Sidney opens the following investment portfolio: : A \( \$ 10,000 \) fund that earns \( 5.45 \% \), compounded annually - Monthly deposits of \( \$ 300 \) into an account earning \( 4 \% \), compounded monthly What will be the portfolio's value in 30 years when Sidney is ready to retire?

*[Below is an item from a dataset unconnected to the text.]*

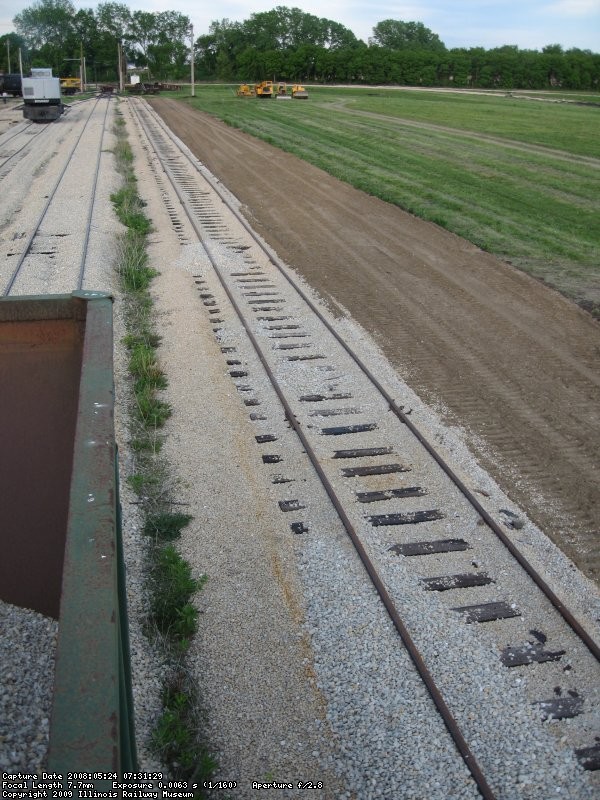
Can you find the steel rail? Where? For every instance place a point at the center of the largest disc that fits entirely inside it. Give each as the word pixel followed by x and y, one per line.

To calculate the value of Sidney's investment portfolio in 30 years, we need to break it down into two parts: the initial investment and the monthly deposits. 1. **Initial Investment**: The future value of the initial \( \$ 10,000 \) investment at an annual interest rate of \( 5.45\% \) compounded annually can be calculated using the formula: \[ FV = P(1 + r)^n \] where \( P = 10,000 \), \( r = 0.0545 \), and \( n = 30 \). \[ FV = 10,000(1 + 0.0545)^{30} \approx 10,000(5.1083) \approx 51,083 \] 2. **Monthly Deposits**: The future value of the monthly deposits of \( \$ 300 \) at an annual interest rate of \( 4\% \) compounded monthly requires using another formula for the future value of a series: \[ FV = PMT \times \frac{(1 + r)^{nt} - 1}{r} \] where \( PMT = 300 \), \( r = \frac{0.04}{12} \approx 0.0033333 \), \( n = 12 \), and \( t = 30 \). Substituting: \[ FV = 300 \times \frac{(1 + 0.0033333)^{360} - 1}{0.0033333} \] After calculating, we find that: \[ FV \approx 300 \times 172.801 \approx 51,840.30 \] Finally, summing the two parts: \[ Total FV \approx 51,083 + 51,840.30 \approx 102,923.30 \] So, Sidney's portfolio will be approximately **$102,923.30** when he retires in 30 years.